Она касается двери, легонько толкает ее, едва-едва, только чтобы увидеть, убедиться… к ее ужасу дверь начинает открываться. Они сейчас заметят ее! Она вжимается в стену, ждет, считает секунды, потом, расхрабрившись, вновь толкает дверь, вытягивает голову, стараясь остаться незамеченной, медленно-медленно идет вперед… и видит. Сначала оглушенный мозг отказывается принимать очевидную истину, но от нее никуда не деться, и Аньес узнает длинное белое пальто, брошенное на матрас, изящные ботинки, черные кожаные брюки, белый свитер и торчащую из-под него рубашку…
Люсиль прислонилась к батарее у окна, Рафа сидит напротив на полу, обхватив руками колени и уткнувшись в них лицом. Аньес понимает, она вдруг понимает все, и отшатывается, покачнувшись, и садится на корточки у стены. Этой везде нужно быть первой… Зачем я только полезла тягаться с ней, с ними со всеми, я все равно всегда проигрываю. Даже это место, второе место, которое я приберегла для себя, для моих скромных ночных мечтаний, ей понадобилось у меня отнять… Такое скромное место, совсем ничтожное место, и то она отняла… Я должна была догадаться, должна была предвидеть…
С самого детства Люсиль Дюдеван уже была красива, умна и богата. «У этой девочки никогда не будет переходного возраста, — утверждала гувернантка, мадемуазель Мари, — это не для нее». Мадемуазель Мари была права. С наступлением пубертатного периода, когда все девочки набрасываются на кремы от прыщей и лосьоны для волос, Люсиль являла миру гладкую кожу и пышные светлые волосы со стабильным рН. Она с малых лет занималась балетом, а потому отличалась, помимо прочего, горделивой, царственной осанкой и несла себя по жизни без сомнений и колебаний. Никто не знал, что эту осанку она тайком отрабатывает в своей комнате, перед зеркальным шкафом, где одежда была развешана в соответствии с ее занятиями: поход на концерт или в театр (когда ей по возрасту уже полагалось выходить по вечерам, в сопровождении мадемуазель Мари), вечеринки, лицей, теннис, уроки физкультуры.

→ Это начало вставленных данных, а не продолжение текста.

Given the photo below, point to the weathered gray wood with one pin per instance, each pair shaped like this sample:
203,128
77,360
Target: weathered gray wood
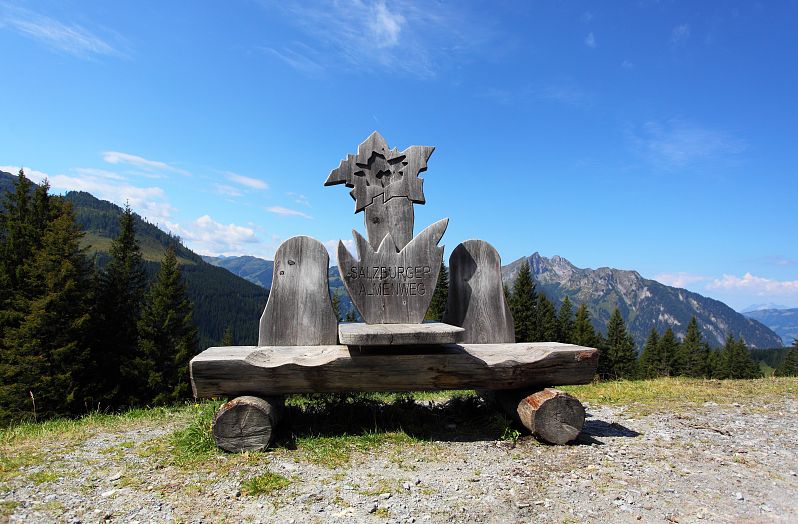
299,310
551,415
231,371
247,423
360,334
390,286
386,185
476,296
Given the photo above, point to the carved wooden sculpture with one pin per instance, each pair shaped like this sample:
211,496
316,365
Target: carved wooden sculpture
395,276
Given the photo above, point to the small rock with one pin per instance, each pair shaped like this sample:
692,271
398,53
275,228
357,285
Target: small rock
116,476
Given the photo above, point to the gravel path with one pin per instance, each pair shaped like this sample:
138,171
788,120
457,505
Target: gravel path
708,463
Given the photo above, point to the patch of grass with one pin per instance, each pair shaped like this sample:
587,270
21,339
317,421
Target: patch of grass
382,486
671,392
40,477
76,429
195,442
7,507
264,484
335,451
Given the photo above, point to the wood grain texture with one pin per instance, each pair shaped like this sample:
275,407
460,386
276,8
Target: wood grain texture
393,286
360,334
476,296
551,415
247,423
232,371
299,309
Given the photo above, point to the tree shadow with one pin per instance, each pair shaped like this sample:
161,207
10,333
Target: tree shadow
601,428
463,418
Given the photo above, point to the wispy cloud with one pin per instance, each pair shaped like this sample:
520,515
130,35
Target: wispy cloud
760,286
68,38
678,143
150,202
332,247
118,158
299,199
565,93
286,212
680,279
252,183
680,34
209,237
399,35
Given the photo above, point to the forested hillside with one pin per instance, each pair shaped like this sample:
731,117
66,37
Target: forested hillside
221,299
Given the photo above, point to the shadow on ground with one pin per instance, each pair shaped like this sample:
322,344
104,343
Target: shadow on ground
462,418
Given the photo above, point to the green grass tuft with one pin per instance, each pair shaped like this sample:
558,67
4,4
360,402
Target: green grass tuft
264,484
195,442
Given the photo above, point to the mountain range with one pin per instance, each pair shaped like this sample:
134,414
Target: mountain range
643,303
221,299
784,321
232,291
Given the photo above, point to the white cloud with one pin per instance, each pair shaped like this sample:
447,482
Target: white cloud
224,189
118,158
678,143
760,286
680,34
299,199
149,202
332,248
284,211
679,279
252,183
32,174
399,35
209,237
68,38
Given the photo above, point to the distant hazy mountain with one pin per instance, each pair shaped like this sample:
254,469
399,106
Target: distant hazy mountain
783,321
760,307
644,303
220,299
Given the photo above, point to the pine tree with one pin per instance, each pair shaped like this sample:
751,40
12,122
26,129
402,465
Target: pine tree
523,306
547,323
789,366
336,301
736,361
650,357
695,352
668,347
437,306
621,357
167,338
565,322
119,298
584,334
227,338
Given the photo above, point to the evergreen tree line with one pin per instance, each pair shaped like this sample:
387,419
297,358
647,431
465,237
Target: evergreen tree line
537,320
76,338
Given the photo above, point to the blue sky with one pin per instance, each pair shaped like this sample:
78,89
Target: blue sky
655,136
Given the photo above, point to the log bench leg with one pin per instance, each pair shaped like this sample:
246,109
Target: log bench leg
550,415
247,423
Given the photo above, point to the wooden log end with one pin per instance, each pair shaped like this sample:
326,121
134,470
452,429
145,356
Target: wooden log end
556,417
247,423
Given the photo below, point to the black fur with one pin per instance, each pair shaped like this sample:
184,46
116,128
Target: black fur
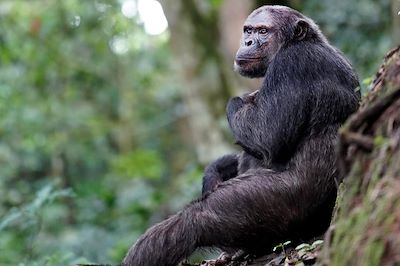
282,187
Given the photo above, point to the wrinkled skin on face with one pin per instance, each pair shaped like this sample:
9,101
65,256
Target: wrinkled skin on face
259,43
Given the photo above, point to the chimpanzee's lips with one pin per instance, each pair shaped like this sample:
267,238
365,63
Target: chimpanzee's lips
247,60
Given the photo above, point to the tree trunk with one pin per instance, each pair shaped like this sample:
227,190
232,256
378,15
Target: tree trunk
366,230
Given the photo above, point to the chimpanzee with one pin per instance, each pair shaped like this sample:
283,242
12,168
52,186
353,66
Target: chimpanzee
283,185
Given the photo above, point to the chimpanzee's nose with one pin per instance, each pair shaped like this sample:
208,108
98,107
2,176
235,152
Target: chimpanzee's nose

Именно осанкой она и привлекла поначалу маленькую Клару Милле. Девушку с хорошей осанкой видно за километр. Она везде чувствует себя как дома. Ничего не боится. Или, по крайней мере, выглядит так, словно ничего не боится. Клару это ее влечение смущало. Она злилась, потому что сама ставила себя в заведомо неравное положение, но все равно, как завороженная, таскалась за Люсиль. Порой даже шпионила за ней. Подсматривала, что та ест, что носит, подражала ее жестам и интонациям, повторяла ее словечки в надежде позаимствовать капельку надменной уверенности в себе, которая ее так покоряла. Когда Люсиль Дюдеван завела моду носить две мужские рубашки одну поверх другой, Клара стащила рубашки у брата. Когда Люсиль купила себе гель для корней волос, Клара набросилась на такой же тюбик, извергавший из себя клейкую массу; справлялась она с ней хуже, чем Люсиль, вся голова была в вихрах. Ну и что! Зато у нее была такая же вещичка, как у этой совершенной красавицы. Она испытывала к подруге какую-то смиренную благодарность. Она научилась иначе разговаривать, стала ходить с самоуверенным видом и сочла себя почти красивой. На некоторое время ею овладело упоительное ощущение, что она — хозяйка жизни. И никак иначе! Несмотря на всю свою бешеную независимость, Клара Милле вынуждена была признать, что как женщина Люсиль ее превосходит. И хотя уже в том возрасте она знала, что у нее свои козыри — отвага и оригинальность, — все равно невольно копировала Люсиль. В ее бедной детской головке все перемешалось, и зачастую она не могла понять, как ей себя вести. Как Люсиль Дюдеван или как Клара Милле? Она стала хозяйкой жизни — но жизни не своей. Она отказалась от подражания, но не могла не признать, что многому научилась, наблюдая за Люсиль.